D’autant qu’il y a aussi Marie la fille aînée, non mariée, Elisabeth un peu infirme et Jeanne un peu plus jeune mais cruelle et qui se fait fort de mettre de l’huile sur le feu en permanence.
Chaque matin au lever elle fait la même remarque à sa belle sœur, »alors cette fois ci c’est la bonne. »
Vivement que la vieille crève, que la plus jeune se marie et que l’infirme soit remisée dans la soue .
Mais ce n’est pas l’une des femmes qui disparait en premier c’est le maître.
Pierre un soir ne se sent pas très bien, le lendemain il ne se lève pas. L’inquiétude ne prévaut pas, le bougre est solide et l’on fait ce que l’on fait tous les jours, les grains arrivent, la farine repart.
Les clients un peu inquiets d’avoir à faire aux fils demandent des nouvelles, la réponse est qu’il va bien.

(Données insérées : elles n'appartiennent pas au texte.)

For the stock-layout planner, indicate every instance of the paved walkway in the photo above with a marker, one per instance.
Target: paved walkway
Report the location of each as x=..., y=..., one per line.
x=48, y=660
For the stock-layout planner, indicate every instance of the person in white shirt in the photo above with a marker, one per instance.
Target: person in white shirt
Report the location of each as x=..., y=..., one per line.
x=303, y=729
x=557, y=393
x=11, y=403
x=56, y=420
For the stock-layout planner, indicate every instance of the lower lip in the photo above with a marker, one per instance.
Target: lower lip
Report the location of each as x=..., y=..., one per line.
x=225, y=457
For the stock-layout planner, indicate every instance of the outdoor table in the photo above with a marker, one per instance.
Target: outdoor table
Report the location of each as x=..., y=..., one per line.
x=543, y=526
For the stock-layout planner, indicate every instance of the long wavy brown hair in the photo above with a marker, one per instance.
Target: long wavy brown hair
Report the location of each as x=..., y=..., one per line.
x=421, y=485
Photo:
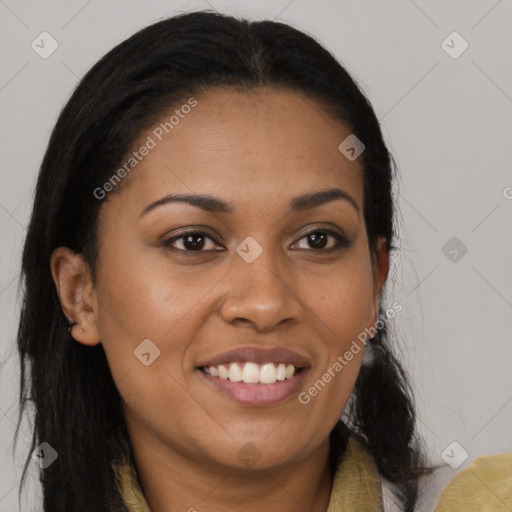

Le lendemain 16 décembre 1738, le farinier de la Roulière, l’émigré des marais s’éteint au milieu des siens.
Les fils vont-ils faire perdurer le fructueux fermage, à n’en point douter, la veuve Marie Brillouet y veillera.
Mais Marie au ventre plat un matin sans prendre de précaution oratoire lui dit tout de go qu’elle n’est plus la patronne mais simplement la mère du chef.
Désormais elle donnera des ordres, la vieille sera reléguée au rang d’ancienne et plus en temps que femme.